We all experience stress and/or stressful situations; however, we all have a window of tolerance and the width of this, may make some situations worse than at other times.
Let me try and explain this concept a little bit clearer. Imagine a rectangle – this is your window. At times, the window becomes narrower as the environment and the impact on you happens. You may not be sleeping well, not eating as well and your self-care is down. When life’s events happen, your tolerance is less than when it is fuller. Little “issues” may impact on you with a more reactive response than previously.
If you find that this is happening for you, there are ways to widen your window. Practising mindfulness, especially mindfulness of breath. Mindfulness helps us to get back into ourselves and thirty minutes each day assists us learning to be in the present moment, despite being uncomfortable.

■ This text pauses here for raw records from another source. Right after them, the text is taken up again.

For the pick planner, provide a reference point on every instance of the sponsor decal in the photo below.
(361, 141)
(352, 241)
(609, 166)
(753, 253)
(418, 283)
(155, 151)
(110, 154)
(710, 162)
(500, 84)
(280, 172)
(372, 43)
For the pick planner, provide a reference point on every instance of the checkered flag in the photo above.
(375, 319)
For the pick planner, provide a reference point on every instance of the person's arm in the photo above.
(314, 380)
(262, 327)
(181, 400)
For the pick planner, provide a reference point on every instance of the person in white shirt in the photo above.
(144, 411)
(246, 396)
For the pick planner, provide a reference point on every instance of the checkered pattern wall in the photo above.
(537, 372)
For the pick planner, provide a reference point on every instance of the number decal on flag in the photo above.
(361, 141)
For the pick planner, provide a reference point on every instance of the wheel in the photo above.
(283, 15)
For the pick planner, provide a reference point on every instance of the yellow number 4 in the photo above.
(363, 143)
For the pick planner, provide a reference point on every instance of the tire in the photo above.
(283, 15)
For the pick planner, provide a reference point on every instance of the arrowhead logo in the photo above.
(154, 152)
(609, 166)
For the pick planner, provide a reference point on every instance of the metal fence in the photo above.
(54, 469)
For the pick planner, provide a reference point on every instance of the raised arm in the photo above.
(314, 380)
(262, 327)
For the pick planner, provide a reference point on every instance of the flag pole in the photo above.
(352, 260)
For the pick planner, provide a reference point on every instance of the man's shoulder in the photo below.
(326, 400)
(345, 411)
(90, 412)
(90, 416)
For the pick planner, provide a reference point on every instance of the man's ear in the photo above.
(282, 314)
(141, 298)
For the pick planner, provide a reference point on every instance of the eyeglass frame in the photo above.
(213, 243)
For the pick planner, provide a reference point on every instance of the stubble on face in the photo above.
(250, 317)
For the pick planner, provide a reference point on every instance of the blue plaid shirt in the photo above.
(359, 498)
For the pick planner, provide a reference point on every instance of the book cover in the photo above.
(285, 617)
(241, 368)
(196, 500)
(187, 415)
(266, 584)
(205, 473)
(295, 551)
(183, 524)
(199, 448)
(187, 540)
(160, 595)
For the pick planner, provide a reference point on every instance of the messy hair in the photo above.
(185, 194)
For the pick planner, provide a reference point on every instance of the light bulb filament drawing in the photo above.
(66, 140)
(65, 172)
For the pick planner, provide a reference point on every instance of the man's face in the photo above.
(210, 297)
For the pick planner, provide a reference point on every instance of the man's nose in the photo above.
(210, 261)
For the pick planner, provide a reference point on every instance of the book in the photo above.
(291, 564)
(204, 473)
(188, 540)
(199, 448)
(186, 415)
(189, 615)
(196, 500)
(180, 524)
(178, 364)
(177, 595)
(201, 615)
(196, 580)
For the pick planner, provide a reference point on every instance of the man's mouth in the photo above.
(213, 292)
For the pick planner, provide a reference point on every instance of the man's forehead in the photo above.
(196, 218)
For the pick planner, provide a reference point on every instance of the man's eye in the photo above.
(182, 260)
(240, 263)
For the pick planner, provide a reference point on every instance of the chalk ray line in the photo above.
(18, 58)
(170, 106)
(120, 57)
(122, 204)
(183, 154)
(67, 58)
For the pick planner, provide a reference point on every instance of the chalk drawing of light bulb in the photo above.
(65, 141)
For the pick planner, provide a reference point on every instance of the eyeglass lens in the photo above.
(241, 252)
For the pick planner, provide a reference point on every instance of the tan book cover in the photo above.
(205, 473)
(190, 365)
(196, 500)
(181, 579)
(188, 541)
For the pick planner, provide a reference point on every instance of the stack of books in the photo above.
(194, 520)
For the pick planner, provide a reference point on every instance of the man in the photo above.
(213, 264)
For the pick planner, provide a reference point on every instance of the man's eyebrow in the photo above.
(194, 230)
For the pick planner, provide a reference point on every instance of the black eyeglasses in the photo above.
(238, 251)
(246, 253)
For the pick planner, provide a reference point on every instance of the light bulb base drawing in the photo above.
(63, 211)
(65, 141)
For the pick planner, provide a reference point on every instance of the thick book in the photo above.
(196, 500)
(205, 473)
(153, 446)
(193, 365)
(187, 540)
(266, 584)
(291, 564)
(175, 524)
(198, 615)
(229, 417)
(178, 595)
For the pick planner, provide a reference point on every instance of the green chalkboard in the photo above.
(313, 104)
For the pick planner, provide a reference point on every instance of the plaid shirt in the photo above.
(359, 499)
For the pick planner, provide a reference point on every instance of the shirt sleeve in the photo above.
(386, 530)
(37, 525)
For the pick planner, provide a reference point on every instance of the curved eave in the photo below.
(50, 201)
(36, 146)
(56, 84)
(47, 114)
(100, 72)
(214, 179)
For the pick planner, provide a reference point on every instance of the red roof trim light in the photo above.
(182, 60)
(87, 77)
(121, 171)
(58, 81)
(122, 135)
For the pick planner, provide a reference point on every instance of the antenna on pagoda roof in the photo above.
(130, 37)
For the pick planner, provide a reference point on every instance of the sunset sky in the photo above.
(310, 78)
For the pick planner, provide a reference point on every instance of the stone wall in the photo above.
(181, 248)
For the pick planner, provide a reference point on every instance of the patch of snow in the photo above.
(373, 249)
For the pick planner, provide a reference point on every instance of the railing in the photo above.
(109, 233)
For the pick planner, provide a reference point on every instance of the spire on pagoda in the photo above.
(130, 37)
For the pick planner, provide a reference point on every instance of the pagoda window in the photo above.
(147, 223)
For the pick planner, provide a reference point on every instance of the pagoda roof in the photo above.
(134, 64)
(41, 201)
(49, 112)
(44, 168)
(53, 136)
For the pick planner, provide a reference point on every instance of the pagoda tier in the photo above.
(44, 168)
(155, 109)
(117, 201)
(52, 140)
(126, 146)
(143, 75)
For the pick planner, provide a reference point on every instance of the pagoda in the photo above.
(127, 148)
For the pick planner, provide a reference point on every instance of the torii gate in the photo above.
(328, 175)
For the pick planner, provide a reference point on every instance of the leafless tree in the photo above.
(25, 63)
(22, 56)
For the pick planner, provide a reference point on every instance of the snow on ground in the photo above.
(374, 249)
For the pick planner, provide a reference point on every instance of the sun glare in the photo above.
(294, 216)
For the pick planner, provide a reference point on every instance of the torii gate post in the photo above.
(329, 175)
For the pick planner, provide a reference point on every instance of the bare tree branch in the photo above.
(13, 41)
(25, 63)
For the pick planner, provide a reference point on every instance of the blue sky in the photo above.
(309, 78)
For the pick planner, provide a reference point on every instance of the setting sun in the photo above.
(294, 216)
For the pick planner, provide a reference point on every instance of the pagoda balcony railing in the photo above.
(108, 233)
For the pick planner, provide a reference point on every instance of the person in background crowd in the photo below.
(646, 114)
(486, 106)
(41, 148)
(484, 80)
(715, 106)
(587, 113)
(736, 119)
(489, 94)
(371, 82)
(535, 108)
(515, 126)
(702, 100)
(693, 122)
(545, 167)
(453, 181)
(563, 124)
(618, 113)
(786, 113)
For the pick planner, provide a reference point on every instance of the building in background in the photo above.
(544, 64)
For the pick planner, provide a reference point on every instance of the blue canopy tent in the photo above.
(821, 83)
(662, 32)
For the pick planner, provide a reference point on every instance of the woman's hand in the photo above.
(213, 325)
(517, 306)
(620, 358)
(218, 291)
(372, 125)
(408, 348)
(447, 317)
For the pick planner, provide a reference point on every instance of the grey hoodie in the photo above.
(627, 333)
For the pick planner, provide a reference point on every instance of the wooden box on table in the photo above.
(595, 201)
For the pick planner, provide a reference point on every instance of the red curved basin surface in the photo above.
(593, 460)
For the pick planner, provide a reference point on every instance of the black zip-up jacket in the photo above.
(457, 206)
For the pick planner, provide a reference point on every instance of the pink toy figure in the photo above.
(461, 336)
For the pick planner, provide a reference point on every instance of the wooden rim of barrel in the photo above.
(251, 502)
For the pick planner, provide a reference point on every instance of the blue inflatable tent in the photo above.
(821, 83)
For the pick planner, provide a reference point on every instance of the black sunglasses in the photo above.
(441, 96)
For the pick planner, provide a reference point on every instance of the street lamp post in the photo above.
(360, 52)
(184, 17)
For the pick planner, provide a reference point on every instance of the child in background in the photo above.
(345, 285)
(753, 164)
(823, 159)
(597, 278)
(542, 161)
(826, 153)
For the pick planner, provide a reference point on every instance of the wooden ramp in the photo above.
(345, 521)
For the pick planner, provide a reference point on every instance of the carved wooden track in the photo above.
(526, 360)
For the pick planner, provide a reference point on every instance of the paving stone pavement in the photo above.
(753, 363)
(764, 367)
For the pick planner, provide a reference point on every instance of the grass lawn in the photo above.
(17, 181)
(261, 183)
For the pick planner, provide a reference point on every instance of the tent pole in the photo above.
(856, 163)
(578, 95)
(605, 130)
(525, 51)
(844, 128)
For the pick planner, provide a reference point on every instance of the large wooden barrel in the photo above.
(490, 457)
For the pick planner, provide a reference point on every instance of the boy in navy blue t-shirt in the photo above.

Grounding is another element that helps. For me, this is pushing my feet into the floor. I can do this sitting or standing. It helps me reconnect to the earth. For my Aboriginal friends, it is being on their Country. I have a friend who was born near the ocean, when troubled, the river provides respite. True healing is when she is back to the ocean, the Country that she was born and grew up in.
Calming the body, think fidget toys or body lotion. Things that aid in getting rid of the nervous energy or reactivate you. Mindfulness of breath also aids in calming the body and the brain.
For me, when my window of tolerance is smaller – my brain tells me the most horrible things. Recognising these and countering with positive statements about myself can assist.
New choices are also valuable. Do I need to change something or talk to someone? What could I do to change the situation? Using a tool, such as a decisional matrix may assist in working out which way to go. Looking at both the negative and positive aspects of each decision. Making an informed decision.
Another aspect to explore is your self-care plan. Perhaps you have not been investing time in you, and this is impacting on the width of your window?
Or alternately, perhaps you are having a normal stress response to an event. This too, can take time and impacts on us all. If this is the case, you need to nurture yourself whilst you work through this event. For those grieving a loss, this also takes time.
Be kind to yourself in all these situations, especially when we are all busy as the end of the year is nearly upon us.